At IMC, our interns don’t just shadow—they solve. Each project they take on is designed to make a tangible impact, tackling real challenges that solve real business problems.
At IMC, our interns don’t just shadow—they solve. Each project they take on is designed to make a tangible impact, tackling real challenges that solve real business problems.
This summer, as part of IMC’s 2024-25 Sydney internship program, Keats and Brendan, in collaboration with their mentor, Anthony, created GOOSE—a powerful tool to optimise data pipelines and improve computational efficiency.
This blog takes you through their five-week journey, from scoping the problem to building a fully functional optimisation tool that enhances research efficiency.
The brief
IMC develops a distributed data flow execution framework which is utilised by researchers to distribute heavy computations across multiple machines to be run in parallel.
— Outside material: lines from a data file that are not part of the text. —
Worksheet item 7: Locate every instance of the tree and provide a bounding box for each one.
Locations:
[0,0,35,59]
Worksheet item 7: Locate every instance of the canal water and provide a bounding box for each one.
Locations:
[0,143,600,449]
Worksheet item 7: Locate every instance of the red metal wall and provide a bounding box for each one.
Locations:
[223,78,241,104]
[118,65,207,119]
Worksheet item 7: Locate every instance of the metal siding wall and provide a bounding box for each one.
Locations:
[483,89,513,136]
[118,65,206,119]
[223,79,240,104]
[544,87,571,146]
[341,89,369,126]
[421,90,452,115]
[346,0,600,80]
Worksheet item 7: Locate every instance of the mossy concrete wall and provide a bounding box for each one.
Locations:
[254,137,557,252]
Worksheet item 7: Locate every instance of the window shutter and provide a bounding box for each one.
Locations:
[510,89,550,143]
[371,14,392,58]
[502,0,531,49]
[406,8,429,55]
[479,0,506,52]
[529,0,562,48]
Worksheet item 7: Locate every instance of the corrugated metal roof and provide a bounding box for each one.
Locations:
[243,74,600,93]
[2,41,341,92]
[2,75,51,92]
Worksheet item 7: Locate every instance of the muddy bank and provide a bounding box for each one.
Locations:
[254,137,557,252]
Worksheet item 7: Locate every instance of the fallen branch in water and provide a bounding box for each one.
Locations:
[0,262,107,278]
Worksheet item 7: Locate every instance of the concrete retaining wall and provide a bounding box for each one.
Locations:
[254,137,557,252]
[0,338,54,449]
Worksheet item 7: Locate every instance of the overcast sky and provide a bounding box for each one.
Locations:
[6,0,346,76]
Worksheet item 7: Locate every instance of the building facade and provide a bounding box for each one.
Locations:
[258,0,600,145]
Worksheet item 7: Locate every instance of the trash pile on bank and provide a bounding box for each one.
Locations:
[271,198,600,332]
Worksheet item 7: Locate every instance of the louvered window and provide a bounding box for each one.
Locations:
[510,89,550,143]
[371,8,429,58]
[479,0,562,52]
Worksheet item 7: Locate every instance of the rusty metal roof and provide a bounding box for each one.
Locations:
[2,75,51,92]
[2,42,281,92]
The problem is that, for a desired data pipeline, it can be hard to determine how to partition tasks and which workers specs should be allocated for each task. As a result, these submitted data pipelines can often be slow and inefficient, wasting resources that could be used elsewhere. Previously, other developers had tried manually optimising the flows of researchers but this was found to be tedious and time-consuming.
Introducing GOOSE
Keats and Brendan’s solution to this problem was GOOSE (Graph ExecutiOn Optimisation ServicE), designed to systematically optimise these data pipelines when they are expressed in graph form. When represented as a graph, specific tasks become nodes and edges represent data dependencies between tasks as well as their communication through the network.
Week 1
The first step was to scope the problem. This involved discussing what had previously been observed with the manual optimisations performed by other developers on the team and familiarising ourselves with the distributed data flow execution framework itself.
In scoping the problem, we figured there must be two main components of GOOSE:
The first of these two components became what we called TESS (Task Execution Stats Service). Given a task name, TESS should return relevant statistics about said task which might include execution time, CPU costs as well as memory costs. Our initial goal for TESS was to provide historical averages of stats for tasks run in the distributed data flow execution framework with the intention that it could later do more complicated estimates of task stats, such as basing results on differences in parameters between runs.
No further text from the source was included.